Well known for its seafood, L’Auberge offers a take away option as well as dining in which can be perfect to take back to your rental apartment in Antibes. From the tempting seafood counter in front of the restaurant, you can walk way with simple well cooked dishes of oysters, prawns, scallops, clams and langoustines. All served for you on a platter complete with lemon and finger bowls!

If you choose to dine in, you can take advantage of a wider menu of great seafood dishes including velouté de champignons des bois aux langoustines et Saint Jacques (creamy rich mushroom soup with langoustines and scallops), poelée de calamars en persillade (squid with a healthy kick of garlic and basil), Filet de lotte en rotie de chorizo (rich spicy Spanish sausage with monkfish) or perhaps their traditional bouillabaisse. If you’re not a fish lover there are plenty of simple meat options including fillet steak, roast duck with orange and gingerbread or roasted lamb with garlic and thyme. Vegetarians could opt for pesto-fried gnocchi.

For desserts, there are Provencal favourites such as crème brulee with lavender, tiramisu with strawberries or perhaps fruit gratin with fresh mint or chocolate brownie and ice-cream. The setting can be quite special – especially in season. There is a lovely shady courtyard which is intimate yet, large enough to not feel on top of fellow diners. When the weather is less favourable there is a cosy interior dining room or a “winter garden” with a glass roof, so you are still reminded you are on the French Riviera. The service is decent and always with a smile, and the wine list is reasonable.

Two diners can certainly eat extravagantly, with a decent bottle of wine, for less than 150 euros but if you are on a slightly tighter budget can choose an entrée, plat and dessert from the Menu du Vieux Marché Provençal, inspired by fresh ingredients from the local market, for 34.50 €, or the lunch menu – a steal for a mere 19.50 €. Or of course, there is the take away menu for dining in your rental apartment in Antibes.
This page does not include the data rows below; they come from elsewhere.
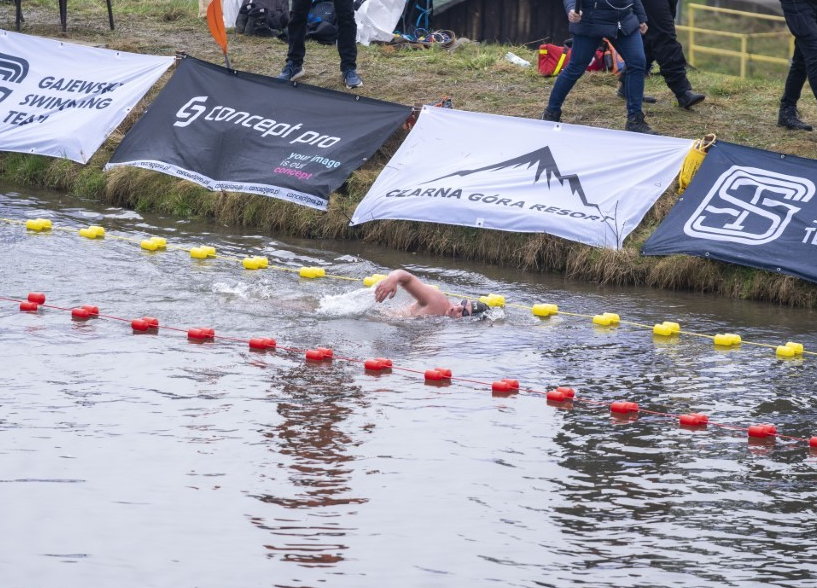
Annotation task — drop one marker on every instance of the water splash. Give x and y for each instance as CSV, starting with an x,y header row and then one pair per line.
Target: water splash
x,y
354,303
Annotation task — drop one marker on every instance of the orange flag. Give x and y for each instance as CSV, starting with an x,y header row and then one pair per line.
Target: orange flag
x,y
215,20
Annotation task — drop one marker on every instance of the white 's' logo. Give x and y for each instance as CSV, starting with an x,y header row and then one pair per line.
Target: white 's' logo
x,y
190,111
749,205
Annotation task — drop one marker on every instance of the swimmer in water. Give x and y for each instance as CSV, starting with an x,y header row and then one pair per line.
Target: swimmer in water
x,y
428,300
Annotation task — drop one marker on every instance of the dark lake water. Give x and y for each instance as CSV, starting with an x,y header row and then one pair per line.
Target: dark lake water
x,y
149,461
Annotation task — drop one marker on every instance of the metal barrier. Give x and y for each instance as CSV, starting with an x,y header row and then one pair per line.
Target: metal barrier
x,y
694,48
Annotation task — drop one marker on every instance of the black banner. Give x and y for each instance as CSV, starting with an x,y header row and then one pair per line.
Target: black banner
x,y
243,132
746,206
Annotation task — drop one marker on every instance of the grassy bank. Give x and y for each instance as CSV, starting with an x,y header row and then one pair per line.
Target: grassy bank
x,y
477,78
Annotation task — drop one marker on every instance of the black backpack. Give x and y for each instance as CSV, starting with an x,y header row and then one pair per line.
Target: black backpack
x,y
264,18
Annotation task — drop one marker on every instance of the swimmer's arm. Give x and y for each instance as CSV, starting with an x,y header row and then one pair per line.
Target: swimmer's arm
x,y
387,288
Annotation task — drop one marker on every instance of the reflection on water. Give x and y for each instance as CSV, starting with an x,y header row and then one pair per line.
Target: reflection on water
x,y
311,440
148,460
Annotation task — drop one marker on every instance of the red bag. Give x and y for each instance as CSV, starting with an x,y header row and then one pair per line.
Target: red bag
x,y
552,59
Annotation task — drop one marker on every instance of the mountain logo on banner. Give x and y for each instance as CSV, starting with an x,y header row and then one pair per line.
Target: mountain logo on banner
x,y
12,69
545,163
749,205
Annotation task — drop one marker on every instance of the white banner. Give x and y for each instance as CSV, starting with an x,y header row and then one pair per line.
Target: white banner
x,y
62,100
582,183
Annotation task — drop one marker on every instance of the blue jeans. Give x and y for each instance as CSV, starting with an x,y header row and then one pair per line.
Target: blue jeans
x,y
347,32
631,49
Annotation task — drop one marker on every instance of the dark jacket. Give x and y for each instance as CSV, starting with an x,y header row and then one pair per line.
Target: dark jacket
x,y
607,18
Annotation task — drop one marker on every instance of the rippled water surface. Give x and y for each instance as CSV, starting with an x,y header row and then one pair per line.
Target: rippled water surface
x,y
150,461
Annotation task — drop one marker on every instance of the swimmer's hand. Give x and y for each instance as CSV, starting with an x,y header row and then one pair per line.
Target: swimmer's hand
x,y
386,288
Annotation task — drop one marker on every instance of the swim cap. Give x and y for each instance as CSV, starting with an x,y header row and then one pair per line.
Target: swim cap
x,y
477,308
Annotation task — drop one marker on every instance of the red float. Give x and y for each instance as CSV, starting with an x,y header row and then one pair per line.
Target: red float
x,y
201,334
623,407
140,325
80,314
693,420
262,343
762,431
37,297
377,365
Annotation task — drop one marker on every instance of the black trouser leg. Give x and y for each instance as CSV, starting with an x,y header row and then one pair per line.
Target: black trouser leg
x,y
661,44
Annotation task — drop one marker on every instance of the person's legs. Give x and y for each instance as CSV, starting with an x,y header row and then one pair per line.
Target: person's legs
x,y
296,31
631,49
347,34
662,43
584,48
801,18
796,78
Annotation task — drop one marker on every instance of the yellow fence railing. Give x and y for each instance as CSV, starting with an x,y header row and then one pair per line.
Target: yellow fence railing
x,y
696,36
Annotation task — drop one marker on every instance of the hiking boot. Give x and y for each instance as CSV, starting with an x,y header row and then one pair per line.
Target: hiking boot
x,y
790,119
689,99
552,116
351,79
646,99
291,72
637,124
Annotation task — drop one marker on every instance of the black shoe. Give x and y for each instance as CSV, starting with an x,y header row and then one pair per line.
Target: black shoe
x,y
646,99
551,116
789,118
351,79
689,99
291,72
637,124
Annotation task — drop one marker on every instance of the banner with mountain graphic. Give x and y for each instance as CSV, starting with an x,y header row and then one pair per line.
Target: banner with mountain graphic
x,y
481,170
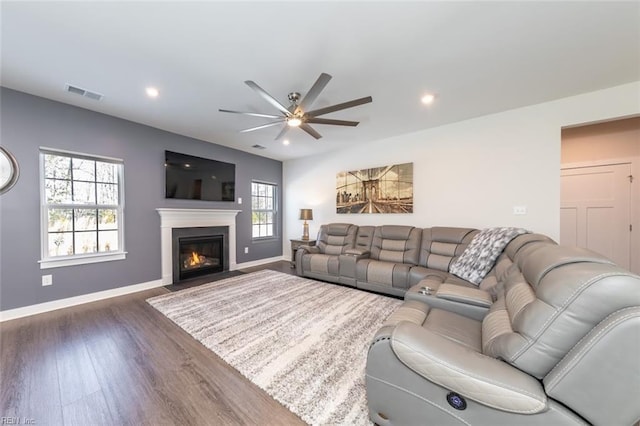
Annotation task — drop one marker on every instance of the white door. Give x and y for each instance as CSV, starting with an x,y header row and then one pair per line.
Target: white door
x,y
595,207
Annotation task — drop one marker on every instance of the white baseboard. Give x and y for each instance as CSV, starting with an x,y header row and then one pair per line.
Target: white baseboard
x,y
77,300
100,295
259,262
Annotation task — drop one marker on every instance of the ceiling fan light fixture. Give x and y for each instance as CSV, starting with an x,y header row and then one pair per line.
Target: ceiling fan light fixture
x,y
294,122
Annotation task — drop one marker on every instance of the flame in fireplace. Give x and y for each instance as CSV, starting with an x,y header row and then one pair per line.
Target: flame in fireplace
x,y
196,259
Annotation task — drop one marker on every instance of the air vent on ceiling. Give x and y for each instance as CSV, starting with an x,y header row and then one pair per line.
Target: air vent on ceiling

– Gayle, Riviera Pebbles. If you would like to contact Gayle you can email him at gayle@rivierapebbles.com

Rosa says,

Seafood stalls heaped with gleaming shellfish are a common sight outside restaurants in the south of France. Usually you will find a mix of French shellfish, with oysters coming from the Atlantic coast and the prized moules de bouchot – mussels that grow on wooden posts – being brought in from the Mont St-Michel Bay in Normandy. Among the sea creatures that are more likely to come from the Mediterranean are oursins (sea urchins), whose forbidding spikes protect their deep orange, strongly iodized flesh. Sometimes you might see tellines, clam-like shellfish hardly bigger than a fingernail, or violets, which have a knobbly oyster-like shell and a taste that many people find overpowering. Unless you order moules-frites, a dish borrowed from northern France in which the mussels are cooked with white wine and served with chips, you can expect seafood platters to be served cold and mostly raw, with shallot vinaigrette for spooning over the oysters and rye bread for the accompaniment.